How to Set Up PostgreSQL CDC on AWS RDS - A Step-by-Step Guide
What and Why’s of CDC?
Change Data Capture (CDC) is a method used in databases to track and record changes made to data. Recent trends in the data engineering industry point towards the increasing importance of real-time data processing and the integration of artificial intelligence (AI) in data architecture.
This led to an enormous increase in the need for faster processing and decision-making based on this data. PostgreSQL CDC enables organizations to:
-
High-throughput data ELT without putting query pressure on DB.
-
Implement real-time data replication with updates, insert & deletes.
CDC is usually stored in append-only logs called WAL (Write-ahead-logs) in Postgres. The above mechanism is called Logical Replication
in postgres (Explained below)
This document is intended for those who need to modify their existing database for CDC.
This guide is specifically for RDS PostgreSQL and not for RDS Aurora PostgreSQL.
Understanding Logical Replication
PostgreSQL CDC relies on logical replication, a powerful feature that enables real-time data synchronization. Unlike physical replication (which replicates the entire database at the byte level), logical replication works at the data level by:
- Capturing logical changes: Records inserts, updates, and deletes as they happen
- Publishing changes: Makes these changes available through publications and replication slots
- Streaming data: Sends only the actual data changes, not the entire database blocks
- Supporting selective replication: Allows you to replicate specific tables or schemas
Logical replication uses PostgreSQL's Write-Ahead Log (WAL) to track changes and then publishes them to subscribers in near real-time, making it ideal for CDC implementations.
Prerequisites
You can only enable logical replication if your PostgreSQL version is 10 or later.
- Turning on the logical replication (If it's not already on), requires a DB instance restart.
- If you want to use logical replication on a read replica, your PostgreSQL version must be 16 or later.
- Otherwise you need to restart master/primary postgres node
This doc assumes you have already setup the database instance
Access is needed to modify following (please contact your DevOps team who has setup the RDS DB):
-
A database parameter group (Default one gets created when you create RDS instance) - Specifies how that database should be configured
-
A VPC security group - used to connect to your database running on RDS securely
Create a new Database Parameter Group
AWS RDS already has a default RDS parameter group as given in the below picture, and you won’t be able to edit the parameters from this group.

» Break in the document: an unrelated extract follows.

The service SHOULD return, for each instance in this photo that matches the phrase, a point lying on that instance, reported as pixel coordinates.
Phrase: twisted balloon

Hence it is advised to create a new parameter group as suggested below.
-
Navigate to RDS and then to Parameter groups and the click on Create parameter group
-
Enter details such as Name, Description and Database details.
-
In Engine type, choose Postgres (different from Aurora Postgres)
-
Choose the required postgres version
-
- Click on Create and parameter group will be created.
Modify Database Parameter Group
Some of the parameters need to be changed to configure this database for PostgreSQL CDC.
All of the mentioned parameters can be modified even in an existing parameter group if you are not using a default one.
(Tip: Even in the parameter group, there are a few Non Modifiable types. You can check the Value Type in the details of the parameter group for this information.)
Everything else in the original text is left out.